Il sera fait droit à la demande d’expulsion de M. [G] ainsi que tout occupant de son chef du logement avec éventuellement l’assistance de la force publique conformément à la demande de M. [D] ainsi qu’à sa demande de condamnation de M. [G] à la somme de 300 euros par mois au titre de l’indemnité d’occupation à compter de la présente décision et ce avec intérêts au taux légal à compter de la présente décision, et non à compter de l’assignation comme le sollicite le bailleur.
Le jugement sera donc infirmé en toutes ses dispositions.
— Sur la dette locative
En application des articles 7 de la loi du 6 juillet 1989 et 1728 du code civil précités, les locataires sont obligés de payer le loyer et les charges récupérables aux termes convenus.
M. [D] sollicite la condamnation de M. [G] à lui verser la somme de 4 200 euros au titre du non paiement des loyers depuis août 2022.

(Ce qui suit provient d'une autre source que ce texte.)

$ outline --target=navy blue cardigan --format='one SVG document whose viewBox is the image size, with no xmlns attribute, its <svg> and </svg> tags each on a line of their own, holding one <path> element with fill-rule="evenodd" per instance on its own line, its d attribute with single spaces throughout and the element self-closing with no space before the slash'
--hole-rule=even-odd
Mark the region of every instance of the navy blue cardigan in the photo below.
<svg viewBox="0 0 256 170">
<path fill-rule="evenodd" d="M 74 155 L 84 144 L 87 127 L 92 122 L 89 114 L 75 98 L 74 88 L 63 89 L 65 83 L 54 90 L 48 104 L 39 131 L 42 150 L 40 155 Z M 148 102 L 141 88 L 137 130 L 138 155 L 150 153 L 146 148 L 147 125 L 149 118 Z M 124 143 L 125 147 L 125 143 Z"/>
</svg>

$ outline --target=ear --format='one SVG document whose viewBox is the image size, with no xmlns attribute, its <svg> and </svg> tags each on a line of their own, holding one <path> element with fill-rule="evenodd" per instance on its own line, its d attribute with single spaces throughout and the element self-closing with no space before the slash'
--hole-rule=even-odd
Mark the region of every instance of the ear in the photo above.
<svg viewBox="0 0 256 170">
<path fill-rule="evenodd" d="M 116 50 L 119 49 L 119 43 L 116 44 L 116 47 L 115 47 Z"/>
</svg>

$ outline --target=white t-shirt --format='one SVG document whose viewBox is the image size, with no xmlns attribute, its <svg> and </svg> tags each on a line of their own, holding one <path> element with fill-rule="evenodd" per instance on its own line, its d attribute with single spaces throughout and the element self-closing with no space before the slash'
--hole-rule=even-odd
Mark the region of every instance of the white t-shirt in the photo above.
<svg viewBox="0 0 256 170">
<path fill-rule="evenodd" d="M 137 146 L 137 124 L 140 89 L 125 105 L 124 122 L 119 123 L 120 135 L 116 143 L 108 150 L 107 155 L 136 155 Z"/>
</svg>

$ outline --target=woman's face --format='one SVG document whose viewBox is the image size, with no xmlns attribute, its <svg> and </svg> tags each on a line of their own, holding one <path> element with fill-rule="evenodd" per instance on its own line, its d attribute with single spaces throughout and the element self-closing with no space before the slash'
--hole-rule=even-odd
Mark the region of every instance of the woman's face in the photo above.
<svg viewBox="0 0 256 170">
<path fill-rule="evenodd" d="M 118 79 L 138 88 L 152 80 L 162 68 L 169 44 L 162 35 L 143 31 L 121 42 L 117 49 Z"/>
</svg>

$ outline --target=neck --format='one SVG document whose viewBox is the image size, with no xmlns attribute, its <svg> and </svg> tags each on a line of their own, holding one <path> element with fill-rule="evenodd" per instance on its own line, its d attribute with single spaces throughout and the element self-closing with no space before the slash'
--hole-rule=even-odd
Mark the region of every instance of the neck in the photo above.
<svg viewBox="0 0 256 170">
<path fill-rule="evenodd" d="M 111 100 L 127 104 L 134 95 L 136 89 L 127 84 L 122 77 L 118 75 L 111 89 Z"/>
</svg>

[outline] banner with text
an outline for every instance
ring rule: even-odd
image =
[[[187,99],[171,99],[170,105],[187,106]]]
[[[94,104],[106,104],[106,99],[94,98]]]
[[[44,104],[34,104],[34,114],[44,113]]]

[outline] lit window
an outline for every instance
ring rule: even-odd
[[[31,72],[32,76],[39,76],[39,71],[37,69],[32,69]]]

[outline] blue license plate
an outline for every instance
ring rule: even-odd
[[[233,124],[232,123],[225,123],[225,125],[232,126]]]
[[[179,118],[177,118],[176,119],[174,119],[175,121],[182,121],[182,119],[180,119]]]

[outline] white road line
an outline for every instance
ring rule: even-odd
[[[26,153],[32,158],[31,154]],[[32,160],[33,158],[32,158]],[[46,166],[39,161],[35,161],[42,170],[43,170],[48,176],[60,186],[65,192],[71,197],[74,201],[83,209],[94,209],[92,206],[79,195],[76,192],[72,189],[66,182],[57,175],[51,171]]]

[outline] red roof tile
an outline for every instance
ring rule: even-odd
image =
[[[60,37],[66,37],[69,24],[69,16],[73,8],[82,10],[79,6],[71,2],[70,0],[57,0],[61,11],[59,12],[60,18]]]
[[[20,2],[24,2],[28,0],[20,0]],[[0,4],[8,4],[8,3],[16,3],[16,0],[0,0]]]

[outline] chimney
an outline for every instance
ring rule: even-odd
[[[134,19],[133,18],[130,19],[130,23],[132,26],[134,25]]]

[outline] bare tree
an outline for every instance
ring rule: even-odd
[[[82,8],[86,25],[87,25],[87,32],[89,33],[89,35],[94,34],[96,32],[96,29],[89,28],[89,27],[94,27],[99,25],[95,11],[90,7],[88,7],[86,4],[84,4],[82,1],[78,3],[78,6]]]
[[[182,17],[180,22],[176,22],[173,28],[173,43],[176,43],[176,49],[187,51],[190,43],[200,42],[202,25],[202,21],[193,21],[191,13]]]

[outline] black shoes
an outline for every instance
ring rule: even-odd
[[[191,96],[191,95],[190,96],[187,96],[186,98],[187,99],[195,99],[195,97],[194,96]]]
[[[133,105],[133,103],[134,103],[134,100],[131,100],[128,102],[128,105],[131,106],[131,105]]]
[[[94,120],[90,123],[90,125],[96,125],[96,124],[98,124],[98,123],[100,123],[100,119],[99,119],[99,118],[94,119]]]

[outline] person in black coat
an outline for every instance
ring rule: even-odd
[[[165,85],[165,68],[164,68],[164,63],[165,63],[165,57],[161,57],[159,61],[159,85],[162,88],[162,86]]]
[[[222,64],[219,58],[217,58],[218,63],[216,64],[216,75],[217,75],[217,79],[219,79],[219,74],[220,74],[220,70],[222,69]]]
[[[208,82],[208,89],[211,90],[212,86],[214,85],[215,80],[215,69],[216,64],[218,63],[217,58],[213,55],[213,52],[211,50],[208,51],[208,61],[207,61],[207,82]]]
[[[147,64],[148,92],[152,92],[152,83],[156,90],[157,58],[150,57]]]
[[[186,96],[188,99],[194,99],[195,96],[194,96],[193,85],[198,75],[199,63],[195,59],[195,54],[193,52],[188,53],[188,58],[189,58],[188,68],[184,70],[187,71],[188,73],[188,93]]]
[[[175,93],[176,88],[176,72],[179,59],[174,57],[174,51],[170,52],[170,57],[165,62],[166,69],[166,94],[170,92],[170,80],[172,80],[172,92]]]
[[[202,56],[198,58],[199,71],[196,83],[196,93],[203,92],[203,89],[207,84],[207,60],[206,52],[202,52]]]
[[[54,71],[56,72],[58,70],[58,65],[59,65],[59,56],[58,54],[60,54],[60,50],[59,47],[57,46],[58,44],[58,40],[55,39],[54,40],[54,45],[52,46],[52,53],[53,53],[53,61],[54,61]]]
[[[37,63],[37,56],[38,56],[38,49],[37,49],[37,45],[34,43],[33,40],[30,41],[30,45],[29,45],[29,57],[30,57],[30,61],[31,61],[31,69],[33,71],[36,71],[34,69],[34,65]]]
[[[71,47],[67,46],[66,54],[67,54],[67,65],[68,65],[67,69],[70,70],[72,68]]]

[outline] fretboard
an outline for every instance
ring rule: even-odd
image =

Selon décompte produit aux débats, le bailleur sollicite en appel la somme de 4 200 euros au titre des loyers et des charges depuis août 2022. Il sera fait droit à la demande de condamnation de M. [G] à hauteur de la somme de 4 200 euros au titre de la dette locative et ce, avec intérêt au taux légal à compter de la présente décision.
— Sur la demande de dommages et intérêts
M. [D] sollicite la condamnation de M. [G] à lui verser la somme de 400 euros au titre de dommages et intérêts au visa de l’article 1231-6 du code civil.
Or il résulte de l’article 1231-6 alinéa 3 du code civil que l’octroi de dommages et intérêts distincts des intérêts moratoires est subordonné à la double preuve par le créancier d’un préjudice indépendant du retard et de la mauvaise foi du débiteur. Or la cour ne peut que constater que M. [D] n’évoque dans ses écritures aucune notion de préjudice distinct et ne caractérise pas la mauvaise foi de M. [G]. Il sera donc débouté de sa demande à ce titre.
— Sur les autres demandes
Succombant, M. [G] sera condamné aux entiers dépens en ce compris le coût du commandement de payer et le coût de la signification de l’assignation ainsi qu’à verser une somme de 2 500 au titre des dispositions de l’article 700 du code de procédure civile. Les dispositions du jugement entrepris relatives aux frais irrépétibles et aux dépens seront infirmées.
PAR CES MOTIFS
La cour, statuant publiquement, par arrêt rendu par défaut et par mise à disposition au greffe :
Infirme le jugement entrepris ;
Statuant à nouveau,
Prononce la résiliation du bail pour défaut de paiement du loyer consenti par M. [M] [D] à M. [S] [G] signé le 1er janvier 2015 ;
Ordonne l’expulsion de M. [S] [G] ainsi que de tout occupant de son chef du logement qu’il occupe [Adresse 2] ;
Dit que faute pour lui de le faire, M. [M] [D] pourra faire procéder à l’expulsion, tant de toutes personnes que de tous biens se trouvant sur les lieux de son chef, en la forme ordinaire, en faisant s’il y a lieu, procéder à l’ouverture des portes et au déménagement des biens, le tout aux frais de l’expulsé, éventuellement avec l’assistance de la force publique ;
Condamne M. [S] [G] à verser à M. [M] [D] la somme de 4 200 euros au titre du paiement des loyers, charges avec intérêt au taux légal à compter de la présente décision ;
Condamne M. [S] [G] à verser à M. [M] [D] la somme de 300 euros au titre du paiement des indemnités d’occupation égales au montant mensuel du loyer et provision sur charges à compter de la date de résiliation du bail ;
Déboute M. [M] [D] de sa demande de dommages et intérêts ;
Condamne M. [S] [G] à verser à M. [M] [D] la somme de 2 500 au titre des dispositions de l’article 700 du code de procédure civile ;
Condamne M. [S] [G] aux entiers dépens en ce compris le coût du commandement de payer et le coût de la signification de l’assignation.